Critics, motivated in large part by politics, have repeatedly argued against the use of the digest process, and once again this debate has landed in court.

But this litigation is not merely a discussion of the Budget Digest’s merits. The question currently before a Kanawha Circuit Court judge, and ultimately before the state Supreme Court, goes much deeper. At its heart is the constitutional tenet of the separation of powers, and the time-honored immunity that has protected members of the Legislature from being tied up in a litany of lawsuit-driven court appearances.

The case is the surprising result of a lawsuit filed on behalf of a Montgomery resident who lost her home to an out-of-state lending company. Her attorney maintains that lobbyists have worked excessively to keep laws regarding out-of-state lenders weak, and that the state Ethics Commission should better control lobbyists, but that the Ethics Commission is underfunded. Through this rather disjointed series of arguments, the attorney declares the Budget Digest to be at fault for the plaintiff’s loss, and calls for a judicial review and revision of the digest process.

This lawsuit has bounced back and forth between the circuit and state Supreme courts, and is currently back at the circuit level. At issue at the moment is whether a legislator, or by proxy his or her staff member, can be compelled to testify regarding legislative action. While in some ways, I and fellow members of the legislative leadership would like nothing more than to go before the court to answer questions about the merits of the Budget Digest, I am extremely wary of the precedent such testimony would create.

As far as I or any of my colleagues are aware, if the plaintiff’s request to force legislative testimony is granted, it would be the first time in this state’s history.

There is no law in this state to support the right to subpoena a legislator or staff member in a civil case, and there is a vast number of rulings elsewhere in the country that would prevent it.

For many years, the West Virginia Supreme Court has recognized the merits of the Constitution’s “Speech or Debate Clause,” which is also included in state law, providing lawmakers immunity from being forced to testify regarding actions taken as legislators. The justices have done this for good reason.

If this testimony is compelled, this case would surely be cited by any number of people who, for any reason, might feel aggrieved by some governmental action and decide to sue the Legislature, then call individual lawmakers or staff members to testify.

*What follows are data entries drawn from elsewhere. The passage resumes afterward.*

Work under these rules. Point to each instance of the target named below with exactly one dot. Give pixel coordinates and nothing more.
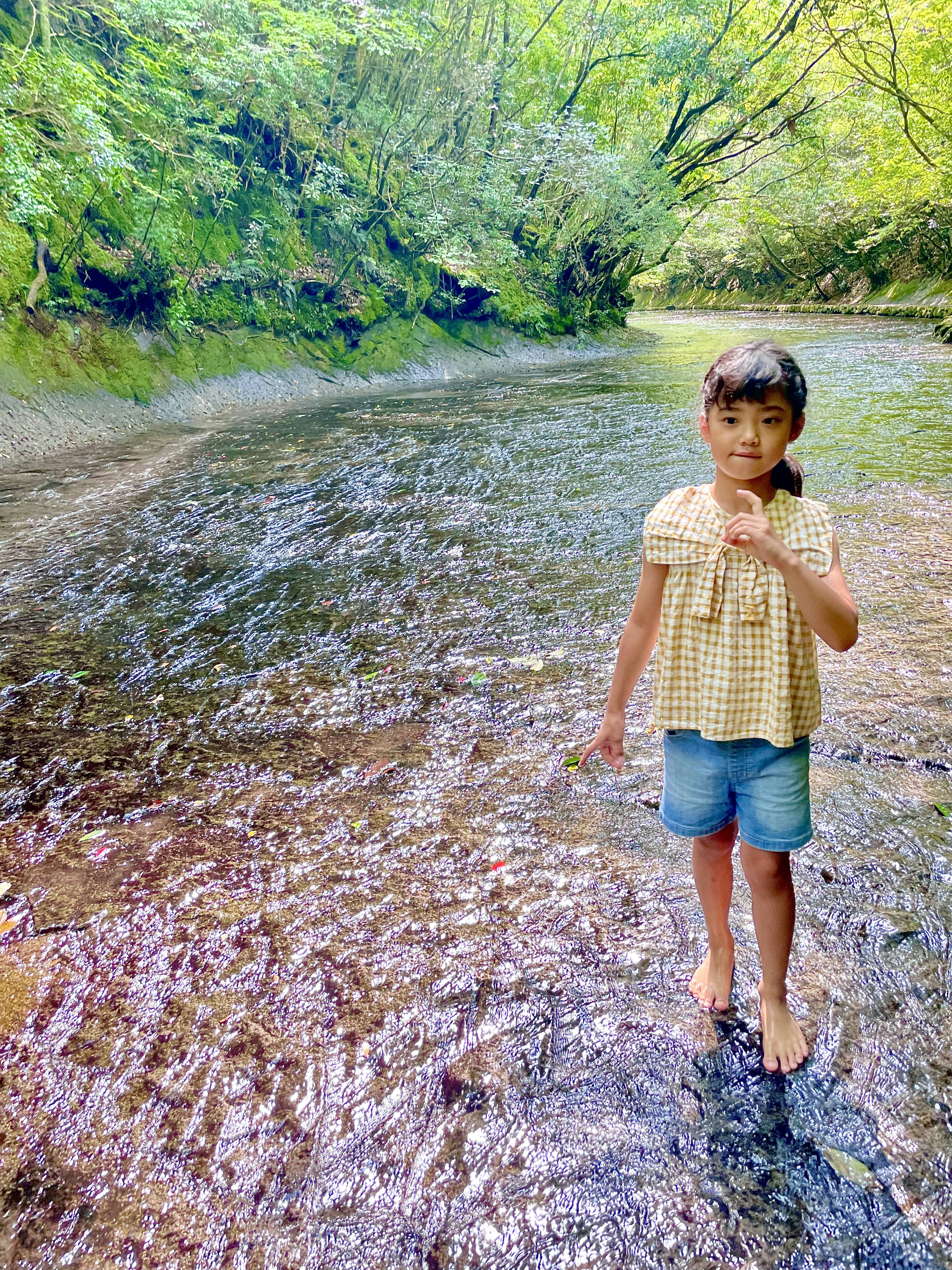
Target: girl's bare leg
(714, 878)
(775, 911)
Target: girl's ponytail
(789, 474)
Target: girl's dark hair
(744, 374)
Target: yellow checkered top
(736, 656)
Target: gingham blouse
(736, 656)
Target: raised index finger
(756, 505)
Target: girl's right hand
(610, 741)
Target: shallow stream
(320, 954)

Certainly the Legislature has its fair share of critics, some of whom are wholly justified in their complaints and others who are not. Thankfully, the democratic process gives those who are dissatisfied regular opportunities to remedy the situation by voting members out of office. The state would not be served by dragging the legislative process from the statehouse to the courthouse.

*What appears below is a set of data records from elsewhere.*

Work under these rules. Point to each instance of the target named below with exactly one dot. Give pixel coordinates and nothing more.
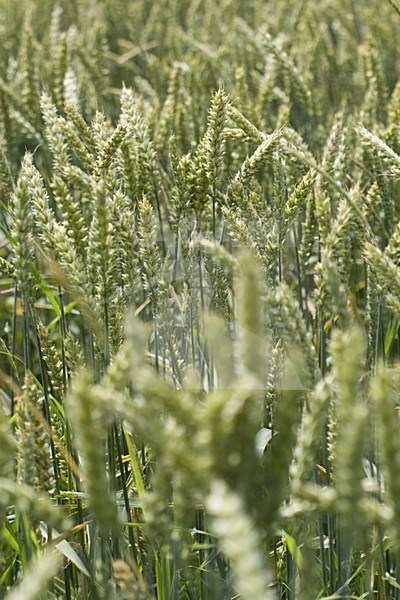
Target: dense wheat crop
(199, 299)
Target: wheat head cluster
(199, 299)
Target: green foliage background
(199, 299)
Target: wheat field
(199, 300)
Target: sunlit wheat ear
(389, 447)
(348, 352)
(310, 435)
(239, 541)
(250, 317)
(89, 414)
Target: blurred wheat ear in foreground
(199, 300)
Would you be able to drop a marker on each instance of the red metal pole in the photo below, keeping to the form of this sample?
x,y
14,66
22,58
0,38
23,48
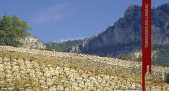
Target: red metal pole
x,y
146,39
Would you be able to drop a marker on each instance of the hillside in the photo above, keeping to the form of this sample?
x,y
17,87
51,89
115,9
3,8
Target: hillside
x,y
124,38
30,69
63,46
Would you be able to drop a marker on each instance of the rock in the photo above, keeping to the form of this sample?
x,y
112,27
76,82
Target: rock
x,y
125,36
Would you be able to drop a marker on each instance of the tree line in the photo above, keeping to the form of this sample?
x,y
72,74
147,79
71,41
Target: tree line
x,y
12,29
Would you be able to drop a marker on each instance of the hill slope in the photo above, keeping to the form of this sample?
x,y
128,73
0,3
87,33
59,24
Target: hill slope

This is a case that the Legislature must fight vigorously. While on the surface the question of whether to grant the subpoena at hand is a procedural one, the potential precedent is huge.

There have been many times during my decade-long tenure as speaker that I have forced myself to look beyond a pressing issue to the effect any actions taken by me or the Legislature as whole could have in the long term. So-called “precedents” can be easily, sometimes unintentionally, created, but they are seldom easily undone.